I wrote a shell script for checking the status code of the pages. for 1300 URLs, it is taking 15 mins to run. Can anyone pls provide a solution to make the script to run faster. about 5 mins..
In my script i used "while loop" and "wget --server-response".
Without knowing the script it would be hard to tell. And 1300 URLs in 15 minutes already is pretty fast for me ( 15 minutes * 60 / 1300 = ~0.7 seconds per URL, including starting the process and establishing the connection)
Just the script have to generate the status codes for 1300 URLs, Am going to Integrate this script with a Build process. This Build process will take 40 mins to run. After this build process gets over, this status code checker will be triggered, so if this script runs for 5 mins then it will useful.
So if the script runs in such a way that 10 instances taking 10 URLs at a time (i.e., in Parallel) then the script will run in 5 mins.. Any ideas of how to do this in parallel ?
#!/usr/bin/perl
use strict;
use warnings;
use LWP::Simple;
my @sites=qw(www.microsoft.com www.google.com www.yahoo.com);
foreach my $site (@sites){
my $filename=$site;
$site='http://'.$site;
my $response = getstore($site,$filename);
if($response eq RC_OK){
print "$site is up.\n";
}
else{
print "Theres some error on the site. Returned error code $response.\n";
}
}
There's a few ways to parallelize this, but for that we'd need more info. What system are you on? Is using GNU parallel an option? How do you get the input? What do you do with the status code once you've got it? What shell are you using?

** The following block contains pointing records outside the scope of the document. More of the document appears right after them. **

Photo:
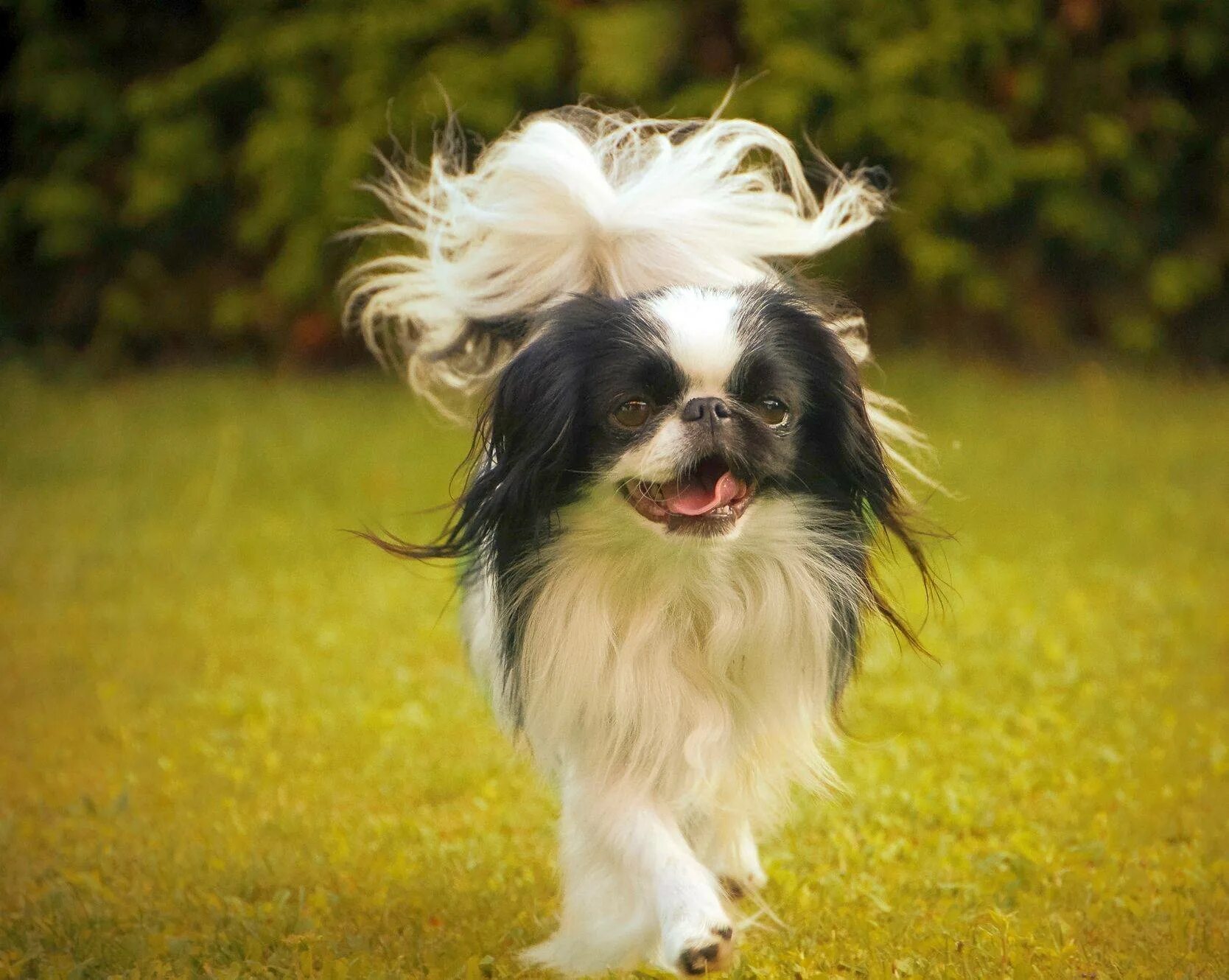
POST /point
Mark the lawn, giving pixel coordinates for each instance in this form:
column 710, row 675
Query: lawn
column 237, row 742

My response wasn't a suggestion on how to make it faster, but a question on how you're doing it now, so that we can get an idea on what might work, and what side effects should be considered.
This will run four simultaneous instances of wget. The '--max-args' stops it from feeding too many args into one wget, so in case one download hangs a while, the other instances will be able to take up most of the slack.
The --spider tells it not to download the page, just check its existence, which should also help improve script speeds.
The -nv tells it to print success or failures one per line.
i used GNU parallel in my script. If i run the script in command prompt by giving the command "sh code.sh" then it executes as expected. But if i run it using crontab, then error message thrown as "parallel: command not found". i.e., it is not recognizing the parallel command. but i installed GNU parallel package in the same path where my script is present.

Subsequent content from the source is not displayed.